While progress has been made in electric aircraft, battery weight remains an issue for large aircraft. Sustainable jet fuel is seen by many as the most promising way to reduce greenhouse gas emissions in the aviation sector, which contributes more than 2 percent of global emissions each year. according to to the International Energy Agency.
But today almost no flights are powered by sustainable fuel due to inventory and cost. Sustainable fuel can be up to three times more expensive than conventional fuel. Even at United, the largest consumer of sustainable fuels in the United States, it accounted for less than one percent of total fuel consumption last year.
Scott Kirby, United’s CEO, said in an interview that he wants his airline to be a leader in sustainable fuels. His reasons, he says, are twofold: He believes that’s where the industry is headed, and he wants to play a role in reducing global emissions as the planet warms rapidly.
“I’m really a climate change nerd,” he said. “The consequences are so dramatic and there are all these tipping points that once you hit them, they’re practically irreversible.”
Bringing sustainable jet fuel into the mainstream will be difficult and expensive. Sustainable aviation fuels “are currently at various stages of technological readiness, and scale-up production and deployment face major technological and economic hurdles,” it says recent news from Rhodium Group, an energy sector consulting group.
Only two companies produce sustainable jet fuel that is used on a large scale by major airlines. World Energy, an American company, has a plant in Los Angeles that supplies United and other airlines and is building a new factory in Houston. Neste, a Finnish oil company, produces sustainable jet fuel in Europe.
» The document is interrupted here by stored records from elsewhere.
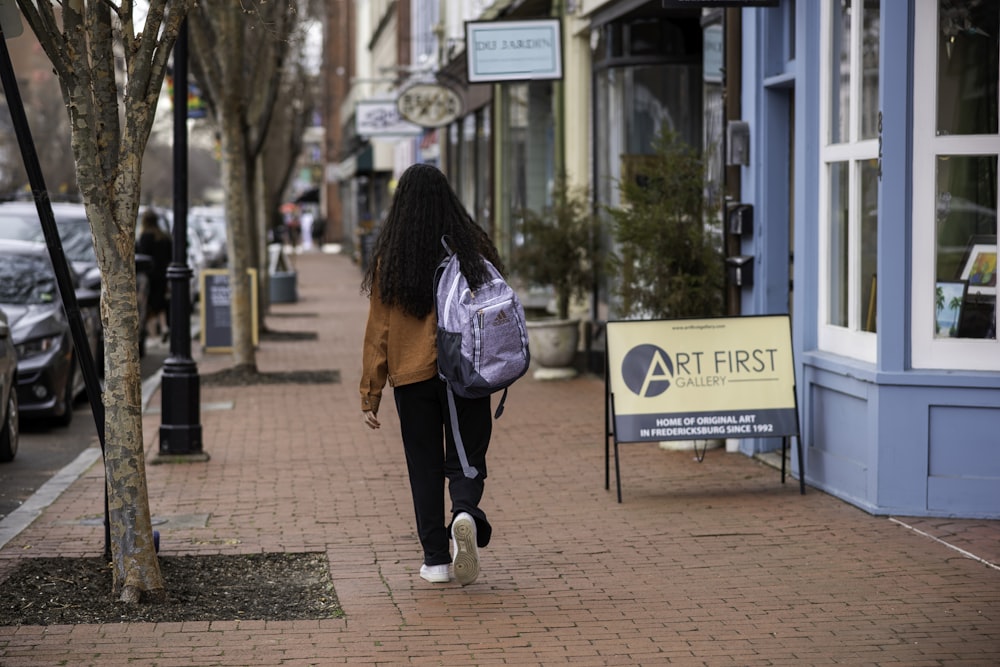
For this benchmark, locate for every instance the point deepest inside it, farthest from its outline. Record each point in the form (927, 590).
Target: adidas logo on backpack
(482, 339)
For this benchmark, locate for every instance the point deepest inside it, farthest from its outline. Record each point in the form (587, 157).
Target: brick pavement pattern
(712, 563)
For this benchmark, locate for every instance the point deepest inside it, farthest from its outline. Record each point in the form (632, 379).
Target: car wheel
(66, 418)
(10, 432)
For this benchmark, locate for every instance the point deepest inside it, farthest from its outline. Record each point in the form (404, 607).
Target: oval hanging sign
(429, 104)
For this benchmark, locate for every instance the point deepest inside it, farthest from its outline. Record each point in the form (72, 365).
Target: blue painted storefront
(884, 436)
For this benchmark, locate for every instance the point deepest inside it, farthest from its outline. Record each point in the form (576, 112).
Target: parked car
(48, 375)
(9, 424)
(19, 221)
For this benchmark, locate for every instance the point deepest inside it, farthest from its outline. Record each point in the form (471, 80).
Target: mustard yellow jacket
(398, 347)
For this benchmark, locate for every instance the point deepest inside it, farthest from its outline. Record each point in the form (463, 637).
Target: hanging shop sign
(381, 118)
(513, 50)
(429, 105)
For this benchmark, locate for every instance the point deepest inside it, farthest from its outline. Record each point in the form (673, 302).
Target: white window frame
(850, 341)
(929, 352)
Other companies are racing to catch up. Chicago-based LanzaTech went public on the Nasdaq this month and is valued at nearly $1 billion. The company is building a factory in Georgia where it plans to produce sustainable fuel using ethanol.
Gevo, a Denver-based startup that also makes sustainable jet fuel from ethanol, broke ground on a plant in South Dakota last year.
“I’ve been doing renewables for 25 years and I’m one of the more cynical people in the space,” said Patrick Gruber, CEO of Gevo. “But I think there’s been a shift in the last couple of years. Airlines believe they will be held accountable and their customers say they have to change.”
New laws and political efforts are also giving the industry a boost.
The European Commission has proposed that by 2025 at least 2 percent of used aviation fuel should be produced from sustainable sources. By 2050, that number would rise to more than 60 percent.
The Inflation Reduction Act — President Biden’s signature climate legislation passed by Congress last year — includes tax credits for cleaner jet fuel.
United’s fund, announced Tuesday, is seeded with seed investments from JP Morgan Chase, Honeywell, Air Canada and Boeing. United expects the fund to grow to $500 million and make about two dozen investments over the next three years to rapidly expand offerings and reduce costs.
“Our challenge in aviation today is that we know the solution is sustainable jet fuel,” said Lauren Riley, United’s chief sustainability officer. “We just don’t have a marketplace.”
Like many large companies, United Airlines has said it will stop adding more carbon emissions to the environment by 2050. But United is different in that it has committed to meeting this goal without using carbon offsets, which allow companies to claim credit for actions taken by others. reduce carbon emissions without actually cleaning up their own operations.
“Carbon offsets have been a bone of contention for me because they are almost all fraudulent,” Mr Kirby said.
United, through its own venture capital fund, United Airlines Ventures, has already invested in several sustainable fuel companies, including Blue Blade Energy, which produces sustainable fuel from ethanol; Dimensional Energy, which is working on ways to make fuel from carbon dioxide and water; and Fulcrum Bioenergy, which is developing a process to make fuel from landfill waste. These investments will be transferred to a new fund called the Sustainable Aviation Fund.